In case you’ve already forgotten or haven’t been following the news, Lerner is the IRS official at the heart of the uproar over the agency’s targeting of conservative groups applying for tax exempt 501(c)(4) status.
Lerner is head of the IRS division on tax exempt organizations. Called to testify on Wednesday before the House Oversight and Government Reform Committee, she said she would not answer questions due to her constitutional right to refrain from incriminating herself.
Before she uttered the magic words “Fifth Amendment," though, she gave an opening statement asserting her innocence.
“I have not broken any laws. I have not violated any IRS rules or regulations, and I have not provided false information to this or any other committee,” Lerner said.
She also authenticated her written answers to an inspector general’s questions on the targeting of conservative groups prior to clamming up.
Committee Chairman Darrell Issa (R) of California excused her after this and warned lawmakers that they should not see Lerner’s refusal to talk as evidence of guilt. But some other panel members said that by asserting her side of the story, she had, in fact, waived her Fifth Amendment rights and so should be forced to talk.

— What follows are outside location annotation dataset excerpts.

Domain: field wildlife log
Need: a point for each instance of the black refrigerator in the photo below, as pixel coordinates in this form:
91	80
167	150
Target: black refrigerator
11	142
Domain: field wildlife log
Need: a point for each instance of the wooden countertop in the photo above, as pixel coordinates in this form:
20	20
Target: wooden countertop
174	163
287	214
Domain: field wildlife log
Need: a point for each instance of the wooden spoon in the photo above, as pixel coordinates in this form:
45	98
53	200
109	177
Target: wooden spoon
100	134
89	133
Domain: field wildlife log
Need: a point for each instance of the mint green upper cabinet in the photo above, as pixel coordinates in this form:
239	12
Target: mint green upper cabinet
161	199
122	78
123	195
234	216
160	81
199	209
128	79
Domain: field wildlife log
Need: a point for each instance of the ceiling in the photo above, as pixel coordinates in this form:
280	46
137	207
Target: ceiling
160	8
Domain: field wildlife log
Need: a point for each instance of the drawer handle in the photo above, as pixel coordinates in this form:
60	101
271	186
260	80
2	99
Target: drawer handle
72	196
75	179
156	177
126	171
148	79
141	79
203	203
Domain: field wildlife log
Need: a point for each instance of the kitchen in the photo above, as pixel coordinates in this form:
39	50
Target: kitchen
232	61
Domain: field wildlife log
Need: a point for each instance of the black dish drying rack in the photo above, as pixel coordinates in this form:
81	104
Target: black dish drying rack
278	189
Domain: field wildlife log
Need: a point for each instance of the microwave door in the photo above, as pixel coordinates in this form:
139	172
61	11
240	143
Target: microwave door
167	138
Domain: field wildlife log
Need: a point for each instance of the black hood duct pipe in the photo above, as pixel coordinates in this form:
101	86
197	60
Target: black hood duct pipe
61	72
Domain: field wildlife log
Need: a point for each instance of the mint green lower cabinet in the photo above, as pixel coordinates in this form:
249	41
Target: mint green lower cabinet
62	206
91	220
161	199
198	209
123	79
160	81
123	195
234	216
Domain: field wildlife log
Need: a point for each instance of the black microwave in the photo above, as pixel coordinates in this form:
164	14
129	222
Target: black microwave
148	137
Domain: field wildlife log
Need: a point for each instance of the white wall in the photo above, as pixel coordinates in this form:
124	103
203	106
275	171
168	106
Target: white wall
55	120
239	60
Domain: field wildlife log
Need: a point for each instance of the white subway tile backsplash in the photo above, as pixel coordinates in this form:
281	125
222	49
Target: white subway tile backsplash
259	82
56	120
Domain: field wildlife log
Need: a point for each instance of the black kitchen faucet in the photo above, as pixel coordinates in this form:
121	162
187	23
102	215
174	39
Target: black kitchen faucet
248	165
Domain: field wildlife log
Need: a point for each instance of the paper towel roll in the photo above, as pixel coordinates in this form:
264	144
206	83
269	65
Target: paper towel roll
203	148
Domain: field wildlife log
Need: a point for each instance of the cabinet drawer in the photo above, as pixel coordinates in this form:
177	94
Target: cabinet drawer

“You don’t get to tell your side of the story and then not be subjected to cross-examination. That’s not the way it works,” said Rep. Trey Gowdy (R) of South Carolina, a former federal prosecutor. “[Lerner] waived her right to Fifth Amendment privilege by issuing an opening statement. She ought to stand here and answer our questions.”
At the end of the session, Chairman Issa said he agreed that Lerner “may have waived” her rights and that he was looking into the possibility of recalling her and trying to make her answer questions.
Legal experts say it’s not clear whether Lerner is now in deep trouble. Some noted that she had been tempting fate by talking, even a little, about her side of the case.
The key question here is whether Lerner was simply asserting her opinion that she is innocent or whether she was testifying about her version of the facts of the case, writes Orin Kerr, a professor at the George Washington University School of Law, on The Volokh Conspiracy legal blog.
Professor Kerr canvassed some criminal procedure law professors for their views on that matter.
“Opinions were somewhat mixed, but I think it’s fair to say that the bulk of responders thought that Lerner had not actually testified because she gave no statements about the facts of what happened,” Kerr writes. “If that view is right, Lerner successfully invoked her Fifth Amendment rights and cannot be called again.”
The view of these experts wasn’t unanimous, so the question remains an open one, Kerr concluded. It’s worth pointing out that Congress is not a federal courtroom. It is often a court of political opinion, and that is the basis by which Lerner ends up being judged.
To compel Lerner to testify, Congress would have to hold her in contempt, and get a judge to rule in favor of it. This could ignite a court battle that could bring lots of attention to the IRS scandal. Lerner might get sympathy as an individual in lawmakers’ cross hairs. Or she might not. Some on the right suggest that’s a gamble worth taking.
“Politically, it might even be worth losing the court battle: Litigation will only call more attention to the fact that Lerner doesn’t want to talk for mysterious reasons, which makes the IRS’s actions look that much shadier,” writes the right-leaning Allahpundit, on Hot Air!.
There’s also the jail possibility. If the House (or Senate) does hold Lerner in contempt, it has the inherent power to send the sergeant-at-arms to arrest and incarcerate her, until she agrees to comply with lawmakers’ demands, notes a 2012 Congressional Research Service report on contempt powers.
That’s largely a theoretical power, though. It hasn’t been used since the Senate jailed a former assistant Commerce secretary in 1934.